In all three Synoptic Gospels, the temptation immediately follows Jesus’ baptism. Matthew’s more gentle expression -“was led up” indicates how entirely voluntary this action of Jesus was. The Spirit guided and accompanied Him into the wilderness to have His faith tried. The Spirit does not tempt Jesus, the tempting is done by Satan. The Greek word peirazo mean tempt or test. To tempt is to entice a person to do what is wrong; to test is to give a person the opportunity to choose what is right. To tempt is to expect failure; to test is to expect success. The Spirit is testing Jesus while Satan intends to tempt him, to compromise him, to break him. Jesus is tempted throughout His ministry. Peter will tempt Jesus to avoid the cross (Matthew 16:23). At Gethsemane, He will struggle with temptation once again (Luke 22:42-44).

Testing has precedents in the Old Testament. God tested Abraham by asking the life of Isaac (Genesis 22:1-19). God tested the Israelites forty years in the wilderness. Israel failed the test, following other gods. God punished them but did not abandon them. Punishment was intended to redeem the people rather than to destroy them (Numbers 14:1-45). God allowed Satan to test Job, a virtuous man (Book of Job). God provided the opportunity for his people to choose good or evil and will bless those who made the choice pleasing to Him.
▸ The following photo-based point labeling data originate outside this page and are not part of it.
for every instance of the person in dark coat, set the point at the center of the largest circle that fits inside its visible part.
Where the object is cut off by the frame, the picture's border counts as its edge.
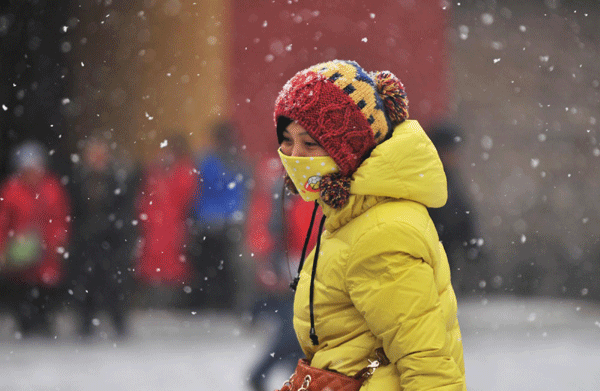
(103, 241)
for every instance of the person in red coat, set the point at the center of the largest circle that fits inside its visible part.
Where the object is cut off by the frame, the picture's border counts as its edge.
(34, 231)
(163, 205)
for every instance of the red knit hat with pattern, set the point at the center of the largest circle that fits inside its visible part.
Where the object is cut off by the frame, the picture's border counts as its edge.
(345, 109)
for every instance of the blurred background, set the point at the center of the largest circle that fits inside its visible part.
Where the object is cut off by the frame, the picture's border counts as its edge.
(142, 226)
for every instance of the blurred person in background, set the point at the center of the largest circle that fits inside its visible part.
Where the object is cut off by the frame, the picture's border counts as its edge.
(102, 237)
(34, 231)
(219, 212)
(456, 221)
(274, 235)
(163, 206)
(376, 290)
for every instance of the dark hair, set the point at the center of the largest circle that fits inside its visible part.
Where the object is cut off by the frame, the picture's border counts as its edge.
(282, 124)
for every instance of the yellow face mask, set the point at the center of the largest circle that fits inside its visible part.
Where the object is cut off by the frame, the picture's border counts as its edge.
(306, 173)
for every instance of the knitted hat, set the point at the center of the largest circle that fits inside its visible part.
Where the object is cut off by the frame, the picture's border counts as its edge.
(345, 109)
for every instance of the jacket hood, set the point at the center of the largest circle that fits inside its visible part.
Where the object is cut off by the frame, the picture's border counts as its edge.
(406, 166)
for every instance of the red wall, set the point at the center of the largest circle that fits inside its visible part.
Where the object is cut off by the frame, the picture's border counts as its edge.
(272, 40)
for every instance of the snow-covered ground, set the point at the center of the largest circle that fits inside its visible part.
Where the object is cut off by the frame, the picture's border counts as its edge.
(510, 344)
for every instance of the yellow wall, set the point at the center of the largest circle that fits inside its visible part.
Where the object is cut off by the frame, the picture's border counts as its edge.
(149, 68)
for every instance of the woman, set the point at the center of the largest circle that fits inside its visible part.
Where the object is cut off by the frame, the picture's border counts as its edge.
(377, 284)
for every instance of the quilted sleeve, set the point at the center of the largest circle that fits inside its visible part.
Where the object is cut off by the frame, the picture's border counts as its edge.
(391, 282)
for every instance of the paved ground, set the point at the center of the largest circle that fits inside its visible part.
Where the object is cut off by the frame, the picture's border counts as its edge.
(510, 344)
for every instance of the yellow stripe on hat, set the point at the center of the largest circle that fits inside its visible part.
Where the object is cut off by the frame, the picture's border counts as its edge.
(360, 87)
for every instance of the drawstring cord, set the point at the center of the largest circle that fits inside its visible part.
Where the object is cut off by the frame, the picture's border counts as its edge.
(294, 283)
(313, 333)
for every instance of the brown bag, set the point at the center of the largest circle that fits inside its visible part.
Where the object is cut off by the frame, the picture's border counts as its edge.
(310, 378)
(307, 378)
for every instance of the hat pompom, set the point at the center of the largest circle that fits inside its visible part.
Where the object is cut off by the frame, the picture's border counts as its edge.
(335, 190)
(391, 90)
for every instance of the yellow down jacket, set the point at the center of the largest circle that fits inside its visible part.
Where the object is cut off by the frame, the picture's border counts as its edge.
(382, 277)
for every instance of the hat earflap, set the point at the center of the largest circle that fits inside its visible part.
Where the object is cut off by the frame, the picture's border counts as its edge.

Jesus neither complains nor tries to cut short the test. He answered all temptations of Satan with “It is written” in the Scriptures. Jesus does not claim that we do not need bread, but that we do not live on bread alone. Satan tempted Jesus to worship him, with the lure of kingdoms of the world. Jesus rejected the offer, firmly with disgust. The enemy is subtle, spiteful, and bold; but can be resisted. We need to constantly be on our guard and rely on the Word of God in relation to our apparent condition. Our determination and faith will waver unless we are fed and strengthened by the word of God consistently. Our priority is to be fed by and to feed others on the word of God.
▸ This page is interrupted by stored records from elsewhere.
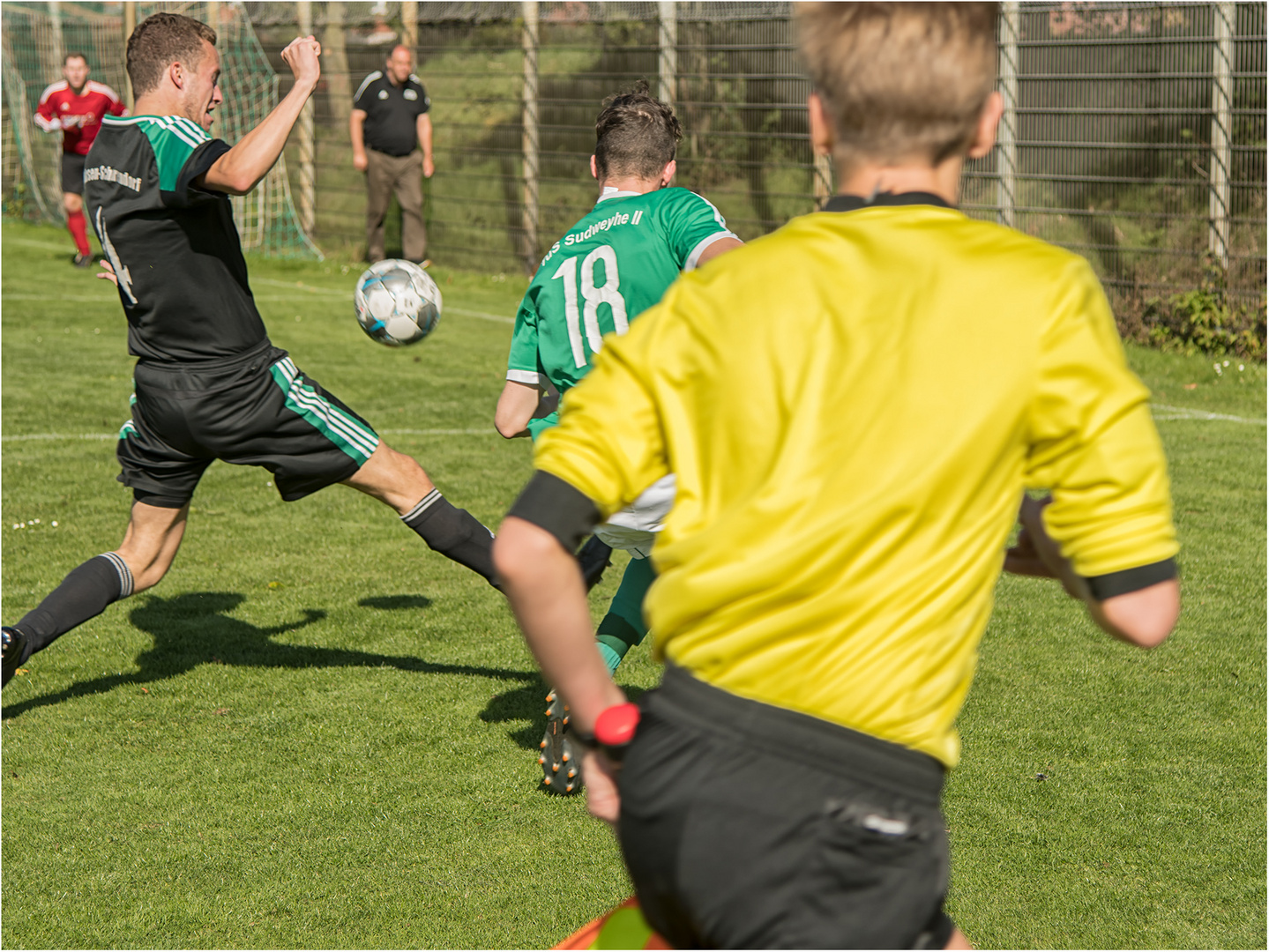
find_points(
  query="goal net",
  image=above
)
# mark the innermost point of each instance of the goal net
(36, 37)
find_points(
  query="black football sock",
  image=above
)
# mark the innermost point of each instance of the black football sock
(83, 595)
(454, 532)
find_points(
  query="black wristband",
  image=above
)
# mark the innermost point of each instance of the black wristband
(1133, 579)
(551, 503)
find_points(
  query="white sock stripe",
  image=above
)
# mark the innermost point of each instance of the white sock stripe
(349, 428)
(422, 506)
(124, 573)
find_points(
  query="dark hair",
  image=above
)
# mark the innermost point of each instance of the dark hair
(160, 41)
(635, 135)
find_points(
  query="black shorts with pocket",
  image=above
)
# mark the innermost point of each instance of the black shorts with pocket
(255, 410)
(746, 825)
(72, 173)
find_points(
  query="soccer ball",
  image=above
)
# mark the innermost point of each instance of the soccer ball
(396, 301)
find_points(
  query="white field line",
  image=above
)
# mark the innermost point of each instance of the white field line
(1169, 413)
(1165, 413)
(46, 245)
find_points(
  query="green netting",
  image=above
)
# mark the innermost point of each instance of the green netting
(34, 40)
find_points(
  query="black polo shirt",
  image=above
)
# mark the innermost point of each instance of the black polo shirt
(391, 113)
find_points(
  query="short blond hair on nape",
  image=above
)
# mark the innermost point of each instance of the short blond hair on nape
(901, 83)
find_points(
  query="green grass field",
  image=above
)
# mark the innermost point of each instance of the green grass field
(317, 733)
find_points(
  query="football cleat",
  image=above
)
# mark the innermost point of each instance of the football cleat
(14, 653)
(558, 760)
(594, 557)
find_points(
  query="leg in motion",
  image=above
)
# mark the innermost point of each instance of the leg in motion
(409, 190)
(399, 480)
(378, 196)
(78, 226)
(149, 547)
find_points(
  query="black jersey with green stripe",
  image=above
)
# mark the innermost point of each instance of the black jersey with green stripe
(174, 246)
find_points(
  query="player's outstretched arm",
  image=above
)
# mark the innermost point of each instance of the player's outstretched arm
(1144, 618)
(240, 168)
(549, 596)
(518, 405)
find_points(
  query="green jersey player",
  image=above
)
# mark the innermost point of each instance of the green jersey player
(610, 266)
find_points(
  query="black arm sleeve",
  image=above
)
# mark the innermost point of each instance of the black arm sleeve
(551, 503)
(198, 162)
(1133, 579)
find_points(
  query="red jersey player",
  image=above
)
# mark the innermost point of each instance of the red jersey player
(77, 106)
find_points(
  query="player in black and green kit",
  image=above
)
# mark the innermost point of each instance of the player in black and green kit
(208, 382)
(609, 268)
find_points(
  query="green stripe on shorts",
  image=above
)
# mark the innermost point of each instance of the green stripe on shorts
(353, 437)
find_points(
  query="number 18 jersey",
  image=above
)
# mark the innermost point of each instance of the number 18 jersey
(609, 268)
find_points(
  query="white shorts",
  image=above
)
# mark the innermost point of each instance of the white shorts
(635, 527)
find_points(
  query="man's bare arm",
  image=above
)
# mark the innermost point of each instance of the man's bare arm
(357, 132)
(240, 170)
(549, 596)
(716, 249)
(515, 408)
(1144, 618)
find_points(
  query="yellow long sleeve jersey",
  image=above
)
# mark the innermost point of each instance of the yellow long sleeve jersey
(853, 405)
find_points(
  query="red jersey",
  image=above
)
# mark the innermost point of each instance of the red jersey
(78, 117)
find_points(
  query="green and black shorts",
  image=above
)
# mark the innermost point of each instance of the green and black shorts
(254, 410)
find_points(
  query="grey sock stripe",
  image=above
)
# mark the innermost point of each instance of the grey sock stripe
(124, 573)
(422, 506)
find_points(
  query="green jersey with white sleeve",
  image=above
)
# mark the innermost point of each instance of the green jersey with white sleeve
(610, 266)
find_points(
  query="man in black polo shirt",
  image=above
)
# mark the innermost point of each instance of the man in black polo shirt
(391, 135)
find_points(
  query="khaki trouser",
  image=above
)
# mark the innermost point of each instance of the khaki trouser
(386, 174)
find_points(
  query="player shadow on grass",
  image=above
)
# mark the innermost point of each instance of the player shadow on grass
(194, 629)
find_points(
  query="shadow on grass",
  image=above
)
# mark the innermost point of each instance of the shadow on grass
(194, 629)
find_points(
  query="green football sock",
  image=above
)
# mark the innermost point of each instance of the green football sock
(623, 625)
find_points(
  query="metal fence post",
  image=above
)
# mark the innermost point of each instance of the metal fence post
(305, 142)
(1006, 138)
(529, 138)
(1222, 87)
(668, 40)
(130, 25)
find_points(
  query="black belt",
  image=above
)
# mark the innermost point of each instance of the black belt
(780, 732)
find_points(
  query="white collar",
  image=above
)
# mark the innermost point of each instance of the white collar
(609, 191)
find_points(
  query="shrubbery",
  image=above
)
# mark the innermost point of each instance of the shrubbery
(1205, 318)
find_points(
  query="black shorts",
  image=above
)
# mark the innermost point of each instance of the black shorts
(254, 410)
(746, 825)
(72, 173)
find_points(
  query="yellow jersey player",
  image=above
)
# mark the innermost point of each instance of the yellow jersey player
(601, 274)
(853, 408)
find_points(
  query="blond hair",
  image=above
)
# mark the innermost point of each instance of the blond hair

A man can have his head full of bible knowledge, and his mouth full of scripture verses, while his heart is full of hostility to God and to goodness. Satan and his disciples can similarly quote scripture but for evil purposes. The enemies will try to coax us to do, not what we know is wrong, but what we think is right. We need to discern what was said, not only by hearing what is said but by assessing the person saying it. Is the person an adviser or a tempter? A builder or a destroyer? Does the person have a hidden agenda? Does the person live his or her life displaying the fruits of the Holy Spirit; love, joy, peace, patience, kindness, goodness, trustfulness, gentleness, and self-control (Galatians 5:22-23)? We are often tempted to make decisions based on the outcome and disregard that the end does not justifies the means.
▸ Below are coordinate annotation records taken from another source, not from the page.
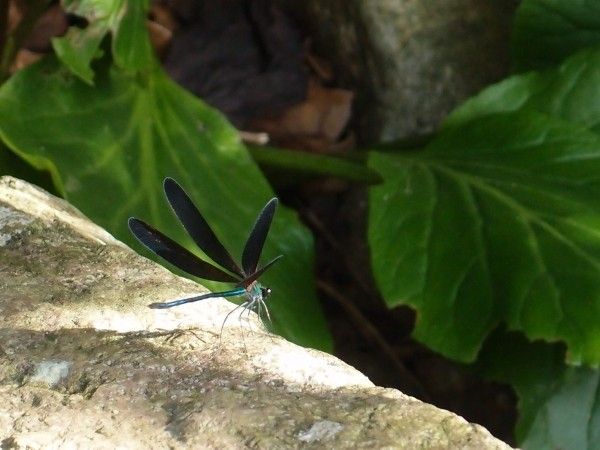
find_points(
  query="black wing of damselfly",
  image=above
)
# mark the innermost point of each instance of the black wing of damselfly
(256, 239)
(198, 228)
(174, 253)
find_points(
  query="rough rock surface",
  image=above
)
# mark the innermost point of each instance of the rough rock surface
(85, 364)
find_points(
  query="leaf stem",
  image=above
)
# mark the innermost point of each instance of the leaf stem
(313, 164)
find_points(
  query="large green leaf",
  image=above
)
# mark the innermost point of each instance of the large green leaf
(547, 31)
(125, 19)
(109, 147)
(497, 220)
(559, 406)
(569, 92)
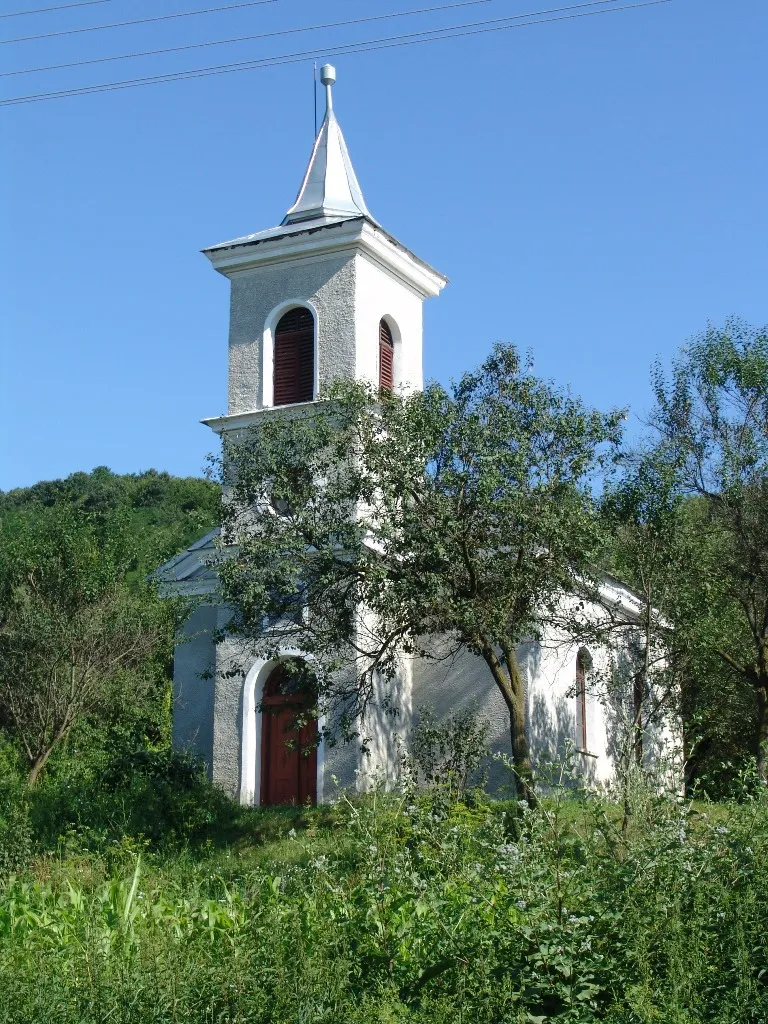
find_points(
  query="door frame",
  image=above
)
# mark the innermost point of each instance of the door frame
(251, 726)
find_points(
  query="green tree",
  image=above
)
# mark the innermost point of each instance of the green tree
(712, 415)
(76, 640)
(364, 527)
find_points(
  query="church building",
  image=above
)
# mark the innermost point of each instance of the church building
(330, 294)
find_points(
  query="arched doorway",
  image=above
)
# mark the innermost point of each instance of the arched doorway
(289, 755)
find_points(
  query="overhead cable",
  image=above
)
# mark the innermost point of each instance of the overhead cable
(387, 42)
(60, 6)
(260, 35)
(140, 20)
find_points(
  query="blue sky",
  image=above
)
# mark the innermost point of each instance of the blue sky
(595, 189)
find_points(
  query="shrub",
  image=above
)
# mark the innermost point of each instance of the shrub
(15, 827)
(446, 755)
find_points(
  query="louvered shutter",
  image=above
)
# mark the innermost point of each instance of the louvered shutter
(581, 694)
(386, 356)
(294, 357)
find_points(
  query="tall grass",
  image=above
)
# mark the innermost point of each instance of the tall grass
(390, 908)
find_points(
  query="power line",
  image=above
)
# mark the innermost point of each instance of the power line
(387, 42)
(60, 6)
(242, 39)
(140, 20)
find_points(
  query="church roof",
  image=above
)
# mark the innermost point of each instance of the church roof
(190, 572)
(330, 186)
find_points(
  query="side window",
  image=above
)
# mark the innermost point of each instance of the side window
(386, 356)
(294, 357)
(583, 665)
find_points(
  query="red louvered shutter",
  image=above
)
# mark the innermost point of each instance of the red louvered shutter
(294, 357)
(386, 357)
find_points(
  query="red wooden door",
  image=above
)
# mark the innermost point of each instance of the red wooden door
(289, 756)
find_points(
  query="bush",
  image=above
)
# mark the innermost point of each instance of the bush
(162, 798)
(446, 756)
(15, 827)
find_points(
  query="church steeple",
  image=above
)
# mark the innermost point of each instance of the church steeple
(330, 187)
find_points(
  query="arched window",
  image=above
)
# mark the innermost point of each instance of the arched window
(386, 356)
(584, 663)
(294, 357)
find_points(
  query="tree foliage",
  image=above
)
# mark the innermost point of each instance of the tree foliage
(76, 639)
(363, 528)
(712, 426)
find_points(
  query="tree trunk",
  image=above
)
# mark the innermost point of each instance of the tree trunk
(762, 743)
(37, 766)
(511, 688)
(38, 763)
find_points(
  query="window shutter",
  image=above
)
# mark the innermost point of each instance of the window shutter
(386, 357)
(581, 693)
(294, 357)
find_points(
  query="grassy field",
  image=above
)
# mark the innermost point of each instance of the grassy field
(400, 908)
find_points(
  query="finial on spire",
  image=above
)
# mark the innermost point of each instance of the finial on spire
(330, 187)
(328, 77)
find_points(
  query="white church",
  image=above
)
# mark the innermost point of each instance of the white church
(330, 294)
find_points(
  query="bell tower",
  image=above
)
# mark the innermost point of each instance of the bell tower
(327, 294)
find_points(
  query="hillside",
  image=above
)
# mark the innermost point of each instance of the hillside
(165, 513)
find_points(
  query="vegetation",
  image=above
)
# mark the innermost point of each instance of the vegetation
(464, 514)
(397, 908)
(132, 890)
(712, 417)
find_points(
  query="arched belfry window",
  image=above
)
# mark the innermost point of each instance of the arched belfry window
(294, 357)
(386, 356)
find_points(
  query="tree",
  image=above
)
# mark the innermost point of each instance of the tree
(364, 527)
(75, 638)
(712, 414)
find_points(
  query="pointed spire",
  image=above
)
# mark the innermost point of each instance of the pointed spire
(330, 187)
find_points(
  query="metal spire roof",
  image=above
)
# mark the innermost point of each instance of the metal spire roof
(330, 187)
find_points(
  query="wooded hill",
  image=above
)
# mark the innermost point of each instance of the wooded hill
(164, 513)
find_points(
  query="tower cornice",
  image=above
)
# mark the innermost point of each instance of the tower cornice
(307, 240)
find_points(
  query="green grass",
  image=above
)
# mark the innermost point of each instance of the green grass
(398, 908)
It is comforting that Jesus knew by experience, how agonising it is to be tempted. We should thus trust in His mercy when we fail to resist temptations and fall into sins. “For the high priest we have is not incapable of feeling our weaknesses with us, but has been put to the test in exactly the same way as ourselves, apart from sin.” (Hebrews 4:15). He who “emptied himself, taking the form of a servant, being made in the likeness of men” (Philippians 2:7) is subject to every human experience, hunger, pain, grief, and anger. A saviour who cannot endure our everyday temptation cannot save us. Jesus was assisted by an angel after the temptation. We can be sure He will not abandon us in our temptations, if we turn to Him. The route to power will not be kneeling before Satan but being lifted on a cross.

We often pridefully console ourselves that we will never fall to such temptations. We will not make a golden calf; we will never fall on our knees and worship any other but God. We then need to ask ourselves, are we vigilant towards our thoughts and actions; not “will never” but just “not yet”? Does the world or God occupy the first position in our lives? Are we good stewards of what we have been given to us; the gifts and resources?